On Episode 119 of the Enormocast, I sit down in Grand Junction, in the landing pad of Mayan Smith-Gobat, to interview young alpinist and free climber, Brette Harrington. Oft mistaken for a Canadian because of her ties to Squamish, this young American climber has been lighting up in climbing media with tales of audacious solos and big wall climbs. Brette explains that she has always gone her own way and found climbing after a path toward freeride skiing took her to New Hampshire. Now only 24, and already an experienced expedition and wall climber, the whole world is at her command. Oh, and she is not related to climber Emily Harrington, though she wouldn’t mind it if she was.

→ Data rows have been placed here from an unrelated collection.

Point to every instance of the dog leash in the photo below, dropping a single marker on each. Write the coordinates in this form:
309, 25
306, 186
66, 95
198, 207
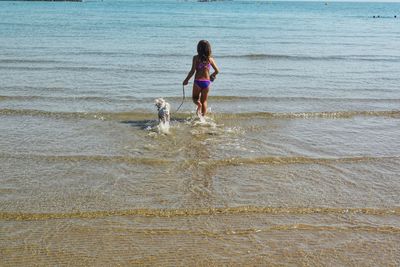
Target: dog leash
183, 98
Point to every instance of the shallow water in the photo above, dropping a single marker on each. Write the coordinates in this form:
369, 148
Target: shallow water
296, 164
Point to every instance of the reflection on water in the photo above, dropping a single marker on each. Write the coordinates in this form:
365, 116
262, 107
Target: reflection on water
224, 191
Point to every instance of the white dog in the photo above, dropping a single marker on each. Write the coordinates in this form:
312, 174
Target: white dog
163, 110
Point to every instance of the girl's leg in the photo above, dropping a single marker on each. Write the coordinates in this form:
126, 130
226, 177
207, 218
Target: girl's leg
203, 101
196, 97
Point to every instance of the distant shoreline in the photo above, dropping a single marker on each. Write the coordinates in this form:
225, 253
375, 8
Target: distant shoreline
47, 0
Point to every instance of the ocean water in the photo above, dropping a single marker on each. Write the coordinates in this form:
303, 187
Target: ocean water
297, 162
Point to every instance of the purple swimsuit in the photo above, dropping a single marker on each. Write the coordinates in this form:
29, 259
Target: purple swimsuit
203, 83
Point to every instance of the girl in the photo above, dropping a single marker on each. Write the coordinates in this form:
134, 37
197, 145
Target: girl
201, 65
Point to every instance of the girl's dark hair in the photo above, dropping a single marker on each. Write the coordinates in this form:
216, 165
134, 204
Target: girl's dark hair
204, 50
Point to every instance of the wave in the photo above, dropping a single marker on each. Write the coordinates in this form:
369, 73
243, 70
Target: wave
179, 98
240, 210
211, 163
91, 158
263, 56
31, 61
129, 115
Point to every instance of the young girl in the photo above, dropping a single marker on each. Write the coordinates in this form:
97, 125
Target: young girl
201, 65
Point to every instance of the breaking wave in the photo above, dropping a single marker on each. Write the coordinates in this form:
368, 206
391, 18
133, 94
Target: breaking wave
19, 216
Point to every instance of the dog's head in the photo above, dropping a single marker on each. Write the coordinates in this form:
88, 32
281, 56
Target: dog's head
159, 103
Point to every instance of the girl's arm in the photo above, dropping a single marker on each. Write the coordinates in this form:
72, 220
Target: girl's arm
215, 67
191, 72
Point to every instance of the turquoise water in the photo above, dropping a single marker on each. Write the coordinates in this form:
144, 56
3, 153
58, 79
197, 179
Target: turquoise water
112, 55
297, 163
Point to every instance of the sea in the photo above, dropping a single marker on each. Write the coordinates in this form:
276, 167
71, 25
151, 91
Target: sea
297, 162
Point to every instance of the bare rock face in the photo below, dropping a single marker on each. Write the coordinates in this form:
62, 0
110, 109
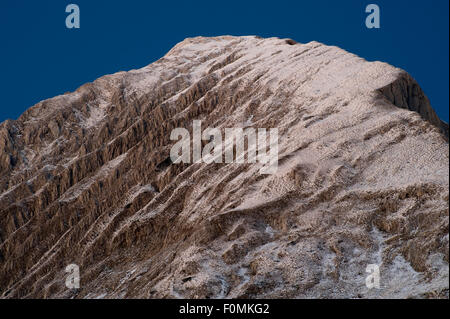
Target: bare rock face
363, 178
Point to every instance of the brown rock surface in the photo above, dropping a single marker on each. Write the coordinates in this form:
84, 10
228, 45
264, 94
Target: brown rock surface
362, 179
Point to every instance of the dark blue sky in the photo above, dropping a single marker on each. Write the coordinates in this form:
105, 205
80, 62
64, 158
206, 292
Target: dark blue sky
41, 58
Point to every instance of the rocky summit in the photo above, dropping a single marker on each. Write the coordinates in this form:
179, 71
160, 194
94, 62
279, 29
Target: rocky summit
362, 182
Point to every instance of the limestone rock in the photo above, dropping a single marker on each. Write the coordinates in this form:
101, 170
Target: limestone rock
363, 179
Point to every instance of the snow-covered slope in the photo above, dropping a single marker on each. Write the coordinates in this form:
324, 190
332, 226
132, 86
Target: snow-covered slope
363, 179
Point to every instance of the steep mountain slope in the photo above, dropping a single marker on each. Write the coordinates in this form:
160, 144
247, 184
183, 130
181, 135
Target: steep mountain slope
363, 178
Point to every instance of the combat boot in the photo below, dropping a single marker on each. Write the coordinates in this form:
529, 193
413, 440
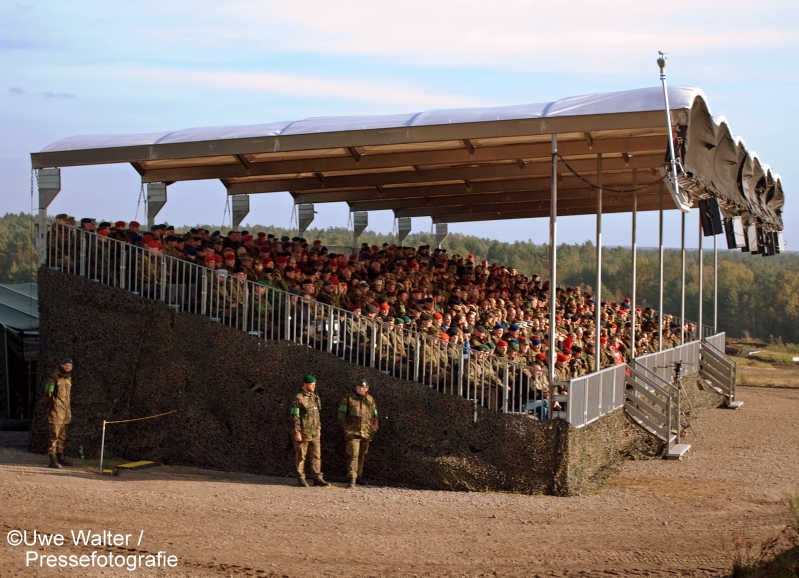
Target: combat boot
62, 460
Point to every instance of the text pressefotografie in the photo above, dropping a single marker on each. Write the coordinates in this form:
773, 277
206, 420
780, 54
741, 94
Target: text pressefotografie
87, 538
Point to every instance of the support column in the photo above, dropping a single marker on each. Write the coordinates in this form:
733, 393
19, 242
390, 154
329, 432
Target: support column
660, 271
682, 279
156, 199
49, 184
715, 285
553, 265
403, 229
701, 280
634, 297
239, 208
598, 291
305, 216
360, 220
442, 232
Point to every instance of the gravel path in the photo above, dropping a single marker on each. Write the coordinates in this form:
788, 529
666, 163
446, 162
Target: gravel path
657, 518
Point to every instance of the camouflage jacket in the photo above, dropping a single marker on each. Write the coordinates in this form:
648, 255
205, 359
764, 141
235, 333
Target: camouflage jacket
305, 417
357, 415
57, 392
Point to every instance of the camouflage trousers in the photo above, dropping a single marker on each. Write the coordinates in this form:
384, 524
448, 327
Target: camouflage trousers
357, 448
58, 437
313, 450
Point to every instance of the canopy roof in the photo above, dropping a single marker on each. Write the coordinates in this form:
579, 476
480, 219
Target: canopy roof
458, 165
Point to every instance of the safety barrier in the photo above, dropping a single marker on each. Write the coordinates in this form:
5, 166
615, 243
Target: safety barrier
268, 312
264, 311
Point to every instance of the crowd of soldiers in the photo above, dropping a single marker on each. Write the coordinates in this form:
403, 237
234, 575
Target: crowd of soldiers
436, 313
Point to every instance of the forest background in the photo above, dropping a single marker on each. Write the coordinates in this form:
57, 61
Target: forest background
757, 296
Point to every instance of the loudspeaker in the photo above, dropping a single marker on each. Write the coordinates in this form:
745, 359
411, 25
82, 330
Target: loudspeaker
761, 242
751, 239
711, 217
734, 231
779, 244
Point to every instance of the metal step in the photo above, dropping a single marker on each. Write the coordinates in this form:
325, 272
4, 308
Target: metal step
677, 451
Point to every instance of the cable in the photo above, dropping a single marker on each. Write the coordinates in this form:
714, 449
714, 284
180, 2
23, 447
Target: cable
140, 418
606, 189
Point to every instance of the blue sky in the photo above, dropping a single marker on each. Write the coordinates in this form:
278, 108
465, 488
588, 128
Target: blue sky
86, 67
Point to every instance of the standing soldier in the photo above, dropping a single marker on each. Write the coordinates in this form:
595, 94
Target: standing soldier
357, 415
59, 413
307, 431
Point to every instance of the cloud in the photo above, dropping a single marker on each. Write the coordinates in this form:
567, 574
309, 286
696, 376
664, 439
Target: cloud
297, 86
48, 94
522, 34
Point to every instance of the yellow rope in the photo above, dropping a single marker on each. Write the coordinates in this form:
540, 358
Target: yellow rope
140, 418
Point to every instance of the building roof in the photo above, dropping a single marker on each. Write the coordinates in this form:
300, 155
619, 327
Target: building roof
472, 164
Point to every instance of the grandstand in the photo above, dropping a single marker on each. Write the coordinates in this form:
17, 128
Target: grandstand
455, 166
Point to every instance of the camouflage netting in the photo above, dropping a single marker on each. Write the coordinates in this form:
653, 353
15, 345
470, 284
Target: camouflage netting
135, 357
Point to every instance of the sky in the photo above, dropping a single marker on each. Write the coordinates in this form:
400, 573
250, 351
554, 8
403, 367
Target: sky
90, 67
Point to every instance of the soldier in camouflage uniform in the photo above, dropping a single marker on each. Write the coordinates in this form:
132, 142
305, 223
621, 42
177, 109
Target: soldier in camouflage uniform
357, 414
57, 392
306, 431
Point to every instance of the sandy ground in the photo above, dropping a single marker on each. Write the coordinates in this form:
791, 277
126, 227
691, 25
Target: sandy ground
658, 518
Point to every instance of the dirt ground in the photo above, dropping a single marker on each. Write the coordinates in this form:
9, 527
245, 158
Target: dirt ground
658, 518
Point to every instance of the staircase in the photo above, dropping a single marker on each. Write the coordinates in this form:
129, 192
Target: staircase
654, 404
720, 372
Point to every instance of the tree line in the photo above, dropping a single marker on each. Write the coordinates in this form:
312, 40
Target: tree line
758, 296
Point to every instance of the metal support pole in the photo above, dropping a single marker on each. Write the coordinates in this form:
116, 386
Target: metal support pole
102, 448
634, 298
660, 272
598, 292
682, 280
715, 285
701, 282
553, 265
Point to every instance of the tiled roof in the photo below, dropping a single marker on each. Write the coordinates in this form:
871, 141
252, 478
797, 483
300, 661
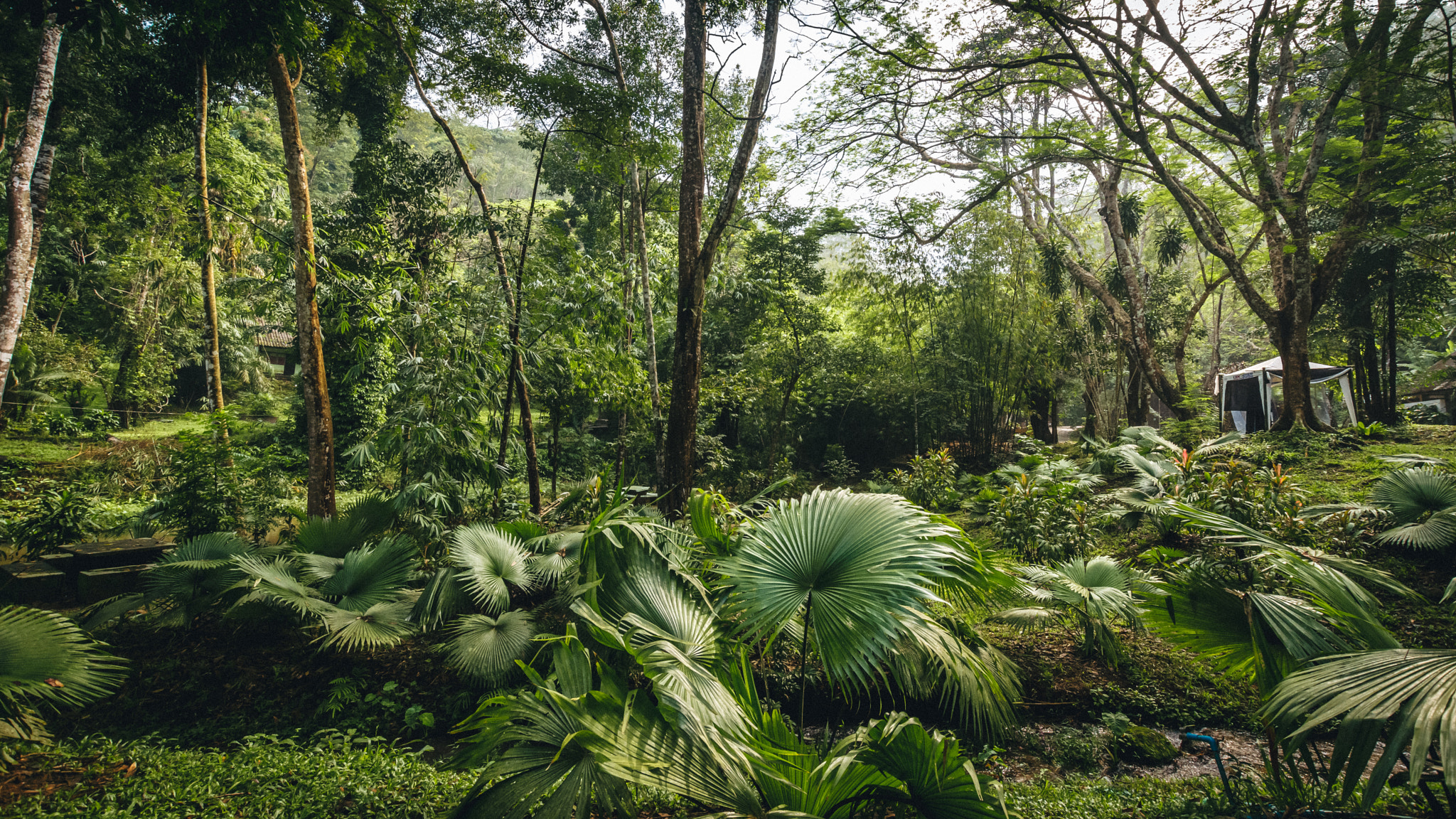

On Episode 102 of the Enormocast, I sit down with long time friend and badass endurance athlete, Rebecca Rusch. Reba, as her friends call her (thanks to me), AKA The Queen of Pain, is known world wide for her feats on her mountain bike, but she was a climber first. After so much success in the realm of endurance mountain biking, including four Leadville 100 solo titles and more World Championships than you can shake a $20,000 dollar carbon fiber frame at, Reba still considers climbing her first love. One day, she will return to the fold and probably dominate climbing in some way, just like she has in so many of her athletic paths. This one is actually about walking away from climbing. Unheard of, I know.